Est-ce dans la solitude qu'on prend conscience de soi ?
1. Détermination du problème
1.1. Définitions
La « conscience de soi » fait partie des concepts propres à la philosophie. On était donc en droit d’attendre des candidats qu’ils la définissent correctement – par exemple : « acte cognitif par lequel un sujet se saisit lui-même. » Il s’agit à proprement parler d’une « aperception », terme introduit dans le cours en classe, mais que seul Thibaut sut rappeler (ce qui lui a valu un autocollant).

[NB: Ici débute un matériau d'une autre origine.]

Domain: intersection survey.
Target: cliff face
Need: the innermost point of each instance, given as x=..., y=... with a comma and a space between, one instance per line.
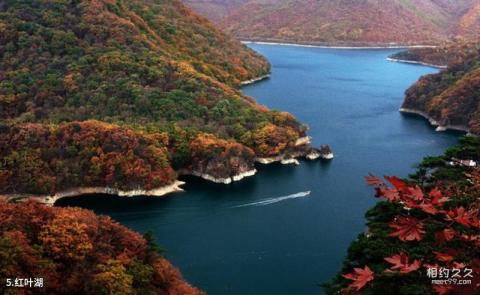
x=451, y=98
x=345, y=22
x=74, y=251
x=150, y=77
x=221, y=161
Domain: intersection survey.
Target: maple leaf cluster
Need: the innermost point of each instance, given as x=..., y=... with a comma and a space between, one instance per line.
x=422, y=213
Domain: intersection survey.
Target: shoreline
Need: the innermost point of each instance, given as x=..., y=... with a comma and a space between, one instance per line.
x=417, y=63
x=433, y=122
x=223, y=180
x=75, y=192
x=326, y=46
x=254, y=80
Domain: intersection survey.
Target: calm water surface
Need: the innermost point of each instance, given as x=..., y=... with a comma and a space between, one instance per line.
x=266, y=234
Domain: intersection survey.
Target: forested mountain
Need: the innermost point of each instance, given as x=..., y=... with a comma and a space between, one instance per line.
x=346, y=22
x=73, y=251
x=215, y=10
x=448, y=53
x=450, y=98
x=157, y=82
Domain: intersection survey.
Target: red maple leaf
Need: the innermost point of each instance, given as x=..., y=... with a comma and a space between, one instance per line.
x=407, y=228
x=400, y=263
x=445, y=235
x=390, y=194
x=396, y=182
x=428, y=208
x=360, y=277
x=415, y=193
x=443, y=256
x=437, y=197
x=373, y=180
x=461, y=216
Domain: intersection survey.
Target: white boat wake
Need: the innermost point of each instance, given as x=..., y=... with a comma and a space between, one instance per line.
x=269, y=201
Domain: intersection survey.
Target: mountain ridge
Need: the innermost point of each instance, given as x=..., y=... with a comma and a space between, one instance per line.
x=344, y=22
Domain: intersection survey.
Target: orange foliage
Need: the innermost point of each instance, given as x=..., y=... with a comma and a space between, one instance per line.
x=76, y=251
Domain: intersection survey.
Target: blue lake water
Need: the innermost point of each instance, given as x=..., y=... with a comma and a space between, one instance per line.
x=266, y=234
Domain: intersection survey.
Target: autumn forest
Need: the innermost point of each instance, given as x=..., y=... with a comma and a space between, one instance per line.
x=128, y=97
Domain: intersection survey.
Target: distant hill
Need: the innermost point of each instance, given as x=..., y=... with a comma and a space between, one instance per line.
x=126, y=95
x=450, y=98
x=345, y=21
x=215, y=10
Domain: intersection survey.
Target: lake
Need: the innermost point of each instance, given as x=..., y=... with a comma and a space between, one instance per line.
x=267, y=234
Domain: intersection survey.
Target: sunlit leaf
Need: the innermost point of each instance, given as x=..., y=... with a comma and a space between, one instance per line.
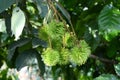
x=2, y=25
x=109, y=22
x=117, y=69
x=106, y=77
x=4, y=4
x=64, y=12
x=42, y=7
x=18, y=22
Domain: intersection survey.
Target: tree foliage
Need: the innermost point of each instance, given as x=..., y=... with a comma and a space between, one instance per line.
x=60, y=39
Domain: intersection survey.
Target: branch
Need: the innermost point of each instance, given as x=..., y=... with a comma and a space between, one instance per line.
x=103, y=59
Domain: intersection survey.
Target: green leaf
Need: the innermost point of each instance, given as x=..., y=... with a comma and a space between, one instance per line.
x=17, y=22
x=14, y=45
x=38, y=42
x=2, y=26
x=26, y=58
x=4, y=4
x=109, y=22
x=42, y=7
x=117, y=69
x=106, y=77
x=64, y=12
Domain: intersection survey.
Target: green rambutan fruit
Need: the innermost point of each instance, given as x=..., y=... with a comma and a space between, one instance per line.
x=64, y=57
x=80, y=53
x=50, y=57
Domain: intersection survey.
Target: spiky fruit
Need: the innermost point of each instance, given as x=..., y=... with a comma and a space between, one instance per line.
x=64, y=56
x=50, y=57
x=80, y=53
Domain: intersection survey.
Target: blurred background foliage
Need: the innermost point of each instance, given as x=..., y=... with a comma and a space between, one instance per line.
x=29, y=29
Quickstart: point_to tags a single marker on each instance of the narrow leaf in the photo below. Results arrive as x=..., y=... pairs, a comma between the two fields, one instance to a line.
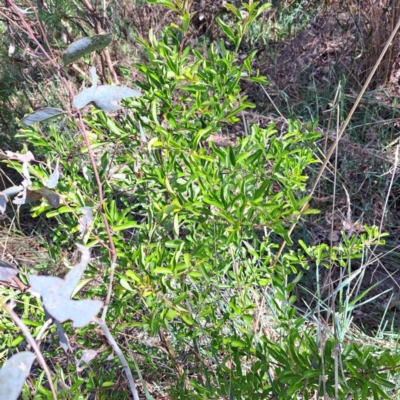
x=13, y=375
x=85, y=46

Hélas, cette première notion occasionne des inexactitudes qui ensuite vicient les développements. Ainsi treize copies confondent-elles, souvent dès les premières lignes, « conscience de soi » et « connaissance de ses traits de caractère » (ou, pis, « connaissance de son inconscient »). Comme on va le voir, cette confusion était dans un sens légitime, et peut-être même inévitable ; mais elle méritait une présentation très minutieuse et appelait une distinction conceptuelle lumineuse en III, ce que la plupart des copies s’avéra incapable de fournir. Des élèves de S, pourtant, devraient bien saisir la différence entre conscience et connaissance : je puis avoir conscience de l’existence de telle planète extrasolaire sans pourtant rien connaître de sa composition chimique ou de son activité géothermique.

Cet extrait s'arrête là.